Russian Academy of Sciences. Source: TASS
One fifth of Russian universities and research institutes lost subscriptions to scientific articles by the Springer international publisher on Tuesday, the company's press service confirmed to Interfax.
Springer representatives were compelled to shut access to its database of scientific articles to Russian universities and research institutes on May 12 2015, the press service said.
It also said that under the publisher's license agreement signed in 2014 with the Russian Foundation for Basic Research (RFFI) and the National Electronic-Information Consortium (NEIKON), the RFFI provided access to the Springer database of over 2,000 English-language scientific periodicals for free, it said.
Access was provided to 360 universities and research institutes, or at least 20 percent of the Russian research organizations, the press service said.
The NEIKON has not concluded a license agreement for 2015 to this day.
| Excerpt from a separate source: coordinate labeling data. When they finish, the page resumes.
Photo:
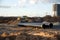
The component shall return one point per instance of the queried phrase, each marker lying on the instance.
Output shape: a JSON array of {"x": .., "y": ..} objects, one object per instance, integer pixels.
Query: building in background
[{"x": 56, "y": 9}]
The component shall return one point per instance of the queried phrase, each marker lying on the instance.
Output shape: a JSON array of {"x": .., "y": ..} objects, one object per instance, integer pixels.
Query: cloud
[
  {"x": 5, "y": 6},
  {"x": 33, "y": 1},
  {"x": 21, "y": 2},
  {"x": 50, "y": 1}
]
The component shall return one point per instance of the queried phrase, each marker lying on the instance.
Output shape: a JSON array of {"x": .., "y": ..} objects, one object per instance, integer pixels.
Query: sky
[{"x": 38, "y": 8}]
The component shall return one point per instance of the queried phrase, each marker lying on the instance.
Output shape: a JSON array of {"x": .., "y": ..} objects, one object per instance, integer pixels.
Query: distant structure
[{"x": 56, "y": 9}]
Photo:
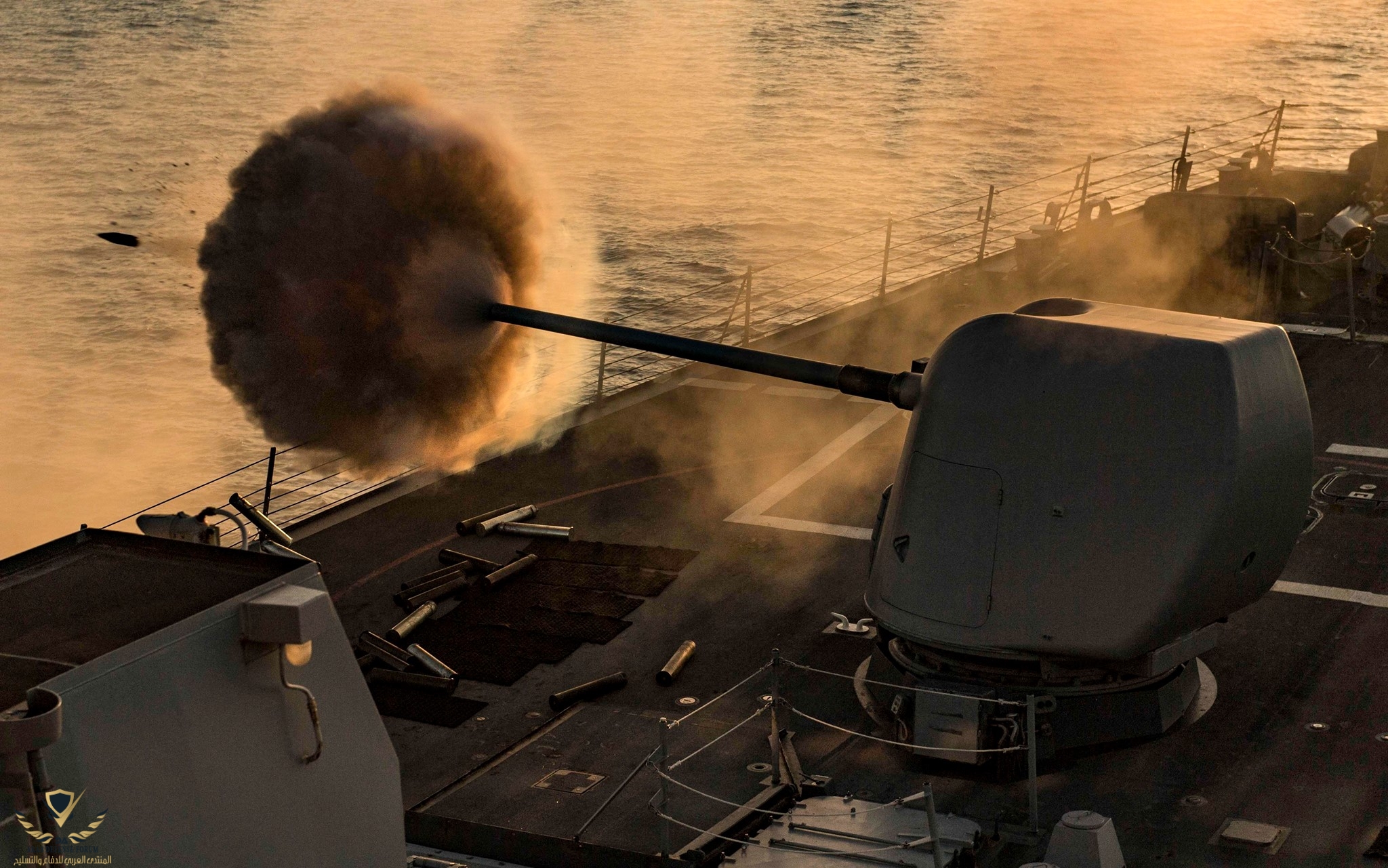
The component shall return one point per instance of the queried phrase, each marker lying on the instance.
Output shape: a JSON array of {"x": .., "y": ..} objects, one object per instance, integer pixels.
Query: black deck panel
[{"x": 667, "y": 472}]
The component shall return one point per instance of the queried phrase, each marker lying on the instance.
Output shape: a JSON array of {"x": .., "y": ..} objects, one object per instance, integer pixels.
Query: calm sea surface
[{"x": 682, "y": 142}]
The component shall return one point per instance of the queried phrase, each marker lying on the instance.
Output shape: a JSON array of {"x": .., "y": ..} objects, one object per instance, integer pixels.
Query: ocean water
[{"x": 680, "y": 144}]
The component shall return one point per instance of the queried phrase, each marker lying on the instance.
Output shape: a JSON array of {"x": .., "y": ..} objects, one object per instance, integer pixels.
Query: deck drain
[{"x": 568, "y": 781}]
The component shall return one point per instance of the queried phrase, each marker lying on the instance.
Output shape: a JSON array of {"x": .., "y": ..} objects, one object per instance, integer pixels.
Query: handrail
[{"x": 794, "y": 297}]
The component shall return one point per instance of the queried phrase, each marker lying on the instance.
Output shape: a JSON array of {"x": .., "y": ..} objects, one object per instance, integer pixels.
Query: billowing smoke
[{"x": 346, "y": 275}]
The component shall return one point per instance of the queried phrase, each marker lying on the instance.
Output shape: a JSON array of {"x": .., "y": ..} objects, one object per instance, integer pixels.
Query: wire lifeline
[
  {"x": 706, "y": 746},
  {"x": 861, "y": 735},
  {"x": 678, "y": 721},
  {"x": 203, "y": 487},
  {"x": 753, "y": 844},
  {"x": 985, "y": 699},
  {"x": 737, "y": 804}
]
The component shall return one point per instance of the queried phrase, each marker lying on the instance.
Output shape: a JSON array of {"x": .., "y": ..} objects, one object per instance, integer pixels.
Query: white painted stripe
[
  {"x": 789, "y": 392},
  {"x": 1345, "y": 595},
  {"x": 716, "y": 384},
  {"x": 1370, "y": 452},
  {"x": 808, "y": 526},
  {"x": 753, "y": 512}
]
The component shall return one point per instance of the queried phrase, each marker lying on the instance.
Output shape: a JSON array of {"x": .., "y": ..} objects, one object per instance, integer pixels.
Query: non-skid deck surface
[
  {"x": 596, "y": 577},
  {"x": 576, "y": 594},
  {"x": 614, "y": 554},
  {"x": 411, "y": 705}
]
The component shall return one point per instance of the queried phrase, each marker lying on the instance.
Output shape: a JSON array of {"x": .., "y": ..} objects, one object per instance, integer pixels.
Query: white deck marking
[
  {"x": 1369, "y": 452},
  {"x": 1345, "y": 595},
  {"x": 753, "y": 512},
  {"x": 789, "y": 392},
  {"x": 718, "y": 384}
]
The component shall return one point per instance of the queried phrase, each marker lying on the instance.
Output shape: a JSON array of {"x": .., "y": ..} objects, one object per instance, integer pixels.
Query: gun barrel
[{"x": 901, "y": 389}]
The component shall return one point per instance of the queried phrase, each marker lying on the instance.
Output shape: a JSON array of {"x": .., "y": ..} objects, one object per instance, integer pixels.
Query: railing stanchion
[
  {"x": 601, "y": 370},
  {"x": 666, "y": 793},
  {"x": 886, "y": 255},
  {"x": 270, "y": 480},
  {"x": 1033, "y": 802},
  {"x": 987, "y": 221},
  {"x": 1278, "y": 133},
  {"x": 747, "y": 309}
]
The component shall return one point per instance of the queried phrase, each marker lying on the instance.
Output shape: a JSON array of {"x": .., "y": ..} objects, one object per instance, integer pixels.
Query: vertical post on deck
[
  {"x": 935, "y": 828},
  {"x": 666, "y": 793},
  {"x": 987, "y": 221},
  {"x": 1278, "y": 292},
  {"x": 601, "y": 370},
  {"x": 1349, "y": 284},
  {"x": 1033, "y": 800},
  {"x": 270, "y": 480},
  {"x": 747, "y": 309},
  {"x": 1278, "y": 132},
  {"x": 1084, "y": 185},
  {"x": 1262, "y": 279},
  {"x": 886, "y": 255},
  {"x": 1183, "y": 165},
  {"x": 775, "y": 738}
]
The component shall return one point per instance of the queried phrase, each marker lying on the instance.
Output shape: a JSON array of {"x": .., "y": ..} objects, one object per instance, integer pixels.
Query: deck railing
[{"x": 764, "y": 299}]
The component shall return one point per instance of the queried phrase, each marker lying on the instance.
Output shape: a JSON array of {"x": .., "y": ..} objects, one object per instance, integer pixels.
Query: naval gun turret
[{"x": 1086, "y": 493}]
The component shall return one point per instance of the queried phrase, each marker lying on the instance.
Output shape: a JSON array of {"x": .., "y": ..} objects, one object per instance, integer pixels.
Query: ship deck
[{"x": 668, "y": 466}]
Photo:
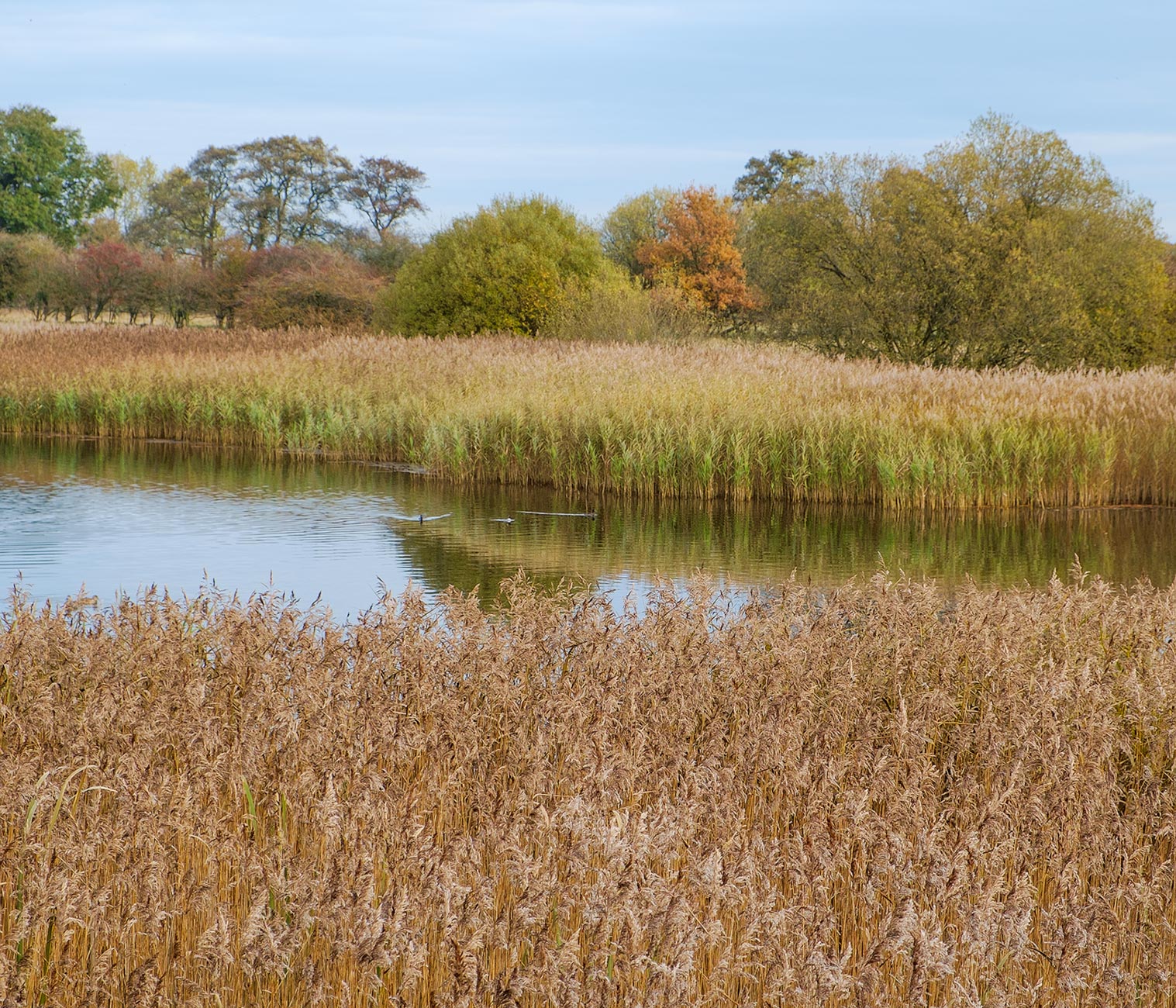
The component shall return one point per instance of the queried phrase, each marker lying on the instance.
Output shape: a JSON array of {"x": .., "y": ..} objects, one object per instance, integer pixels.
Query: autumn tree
[
  {"x": 187, "y": 209},
  {"x": 105, "y": 271},
  {"x": 696, "y": 255},
  {"x": 384, "y": 191},
  {"x": 511, "y": 268},
  {"x": 287, "y": 189},
  {"x": 50, "y": 184}
]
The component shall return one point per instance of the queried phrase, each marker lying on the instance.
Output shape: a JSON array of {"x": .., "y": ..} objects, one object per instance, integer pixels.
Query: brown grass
[
  {"x": 709, "y": 419},
  {"x": 873, "y": 798}
]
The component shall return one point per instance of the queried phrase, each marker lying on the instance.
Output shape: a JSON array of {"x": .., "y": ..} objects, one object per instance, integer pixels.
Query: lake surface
[{"x": 119, "y": 519}]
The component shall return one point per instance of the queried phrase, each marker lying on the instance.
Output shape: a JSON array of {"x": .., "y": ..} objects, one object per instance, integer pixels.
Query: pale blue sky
[{"x": 594, "y": 102}]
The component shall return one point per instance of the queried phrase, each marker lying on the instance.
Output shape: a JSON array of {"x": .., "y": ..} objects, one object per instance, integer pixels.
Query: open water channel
[{"x": 116, "y": 519}]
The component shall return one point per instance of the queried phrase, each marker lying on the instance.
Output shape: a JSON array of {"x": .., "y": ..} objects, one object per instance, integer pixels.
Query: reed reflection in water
[{"x": 119, "y": 518}]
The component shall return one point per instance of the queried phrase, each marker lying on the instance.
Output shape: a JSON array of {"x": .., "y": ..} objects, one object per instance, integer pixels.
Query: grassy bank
[
  {"x": 859, "y": 799},
  {"x": 700, "y": 420}
]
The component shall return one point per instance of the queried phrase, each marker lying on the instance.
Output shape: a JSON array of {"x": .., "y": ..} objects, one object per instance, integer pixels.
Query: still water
[{"x": 88, "y": 513}]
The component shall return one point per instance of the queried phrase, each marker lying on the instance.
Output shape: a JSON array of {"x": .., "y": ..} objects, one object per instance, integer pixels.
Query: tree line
[{"x": 1001, "y": 247}]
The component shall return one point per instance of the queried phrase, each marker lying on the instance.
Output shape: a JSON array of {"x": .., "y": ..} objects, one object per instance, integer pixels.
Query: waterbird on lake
[{"x": 420, "y": 518}]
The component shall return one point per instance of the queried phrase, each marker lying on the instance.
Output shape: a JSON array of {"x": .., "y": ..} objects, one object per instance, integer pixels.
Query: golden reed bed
[
  {"x": 713, "y": 419},
  {"x": 873, "y": 798}
]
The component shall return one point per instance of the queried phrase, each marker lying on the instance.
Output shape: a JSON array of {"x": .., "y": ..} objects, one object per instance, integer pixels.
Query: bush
[
  {"x": 511, "y": 268},
  {"x": 306, "y": 286},
  {"x": 619, "y": 309}
]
Nor has it paid for the services provided over the past few months, as a result of which universities and research institutes are being disconnected from the database.
Following four months of free-of-charge use and unsuccessful talks Springer was compelled to suspend access to its articles to Russian universities. A similar situation arose in 2012, when the RFFI, under the pressure of the Russian Academy of Sciences and universities, made funds available following an eight-month idle time, the press service said citing Springer head for Russia and the Commonwealth of Independent States Matthias Aicher.
Agreements help increase the number of scientific publications and enhance the efficiency of research in China and other countries, he said.
The business daily Kommersant reported earlier on Tuesday that universities and scientific institutes have lost their subscription to thousands of unique scientific journals brought out by Springer. The subscriptions remain unpaid over the Russian government's 890,000 euro debt to Springer.
Russian Academy of Sciences President Vladimir Fortov told Kommersant that if Springer publications "become inaccessible to us science will not be able to develop properly."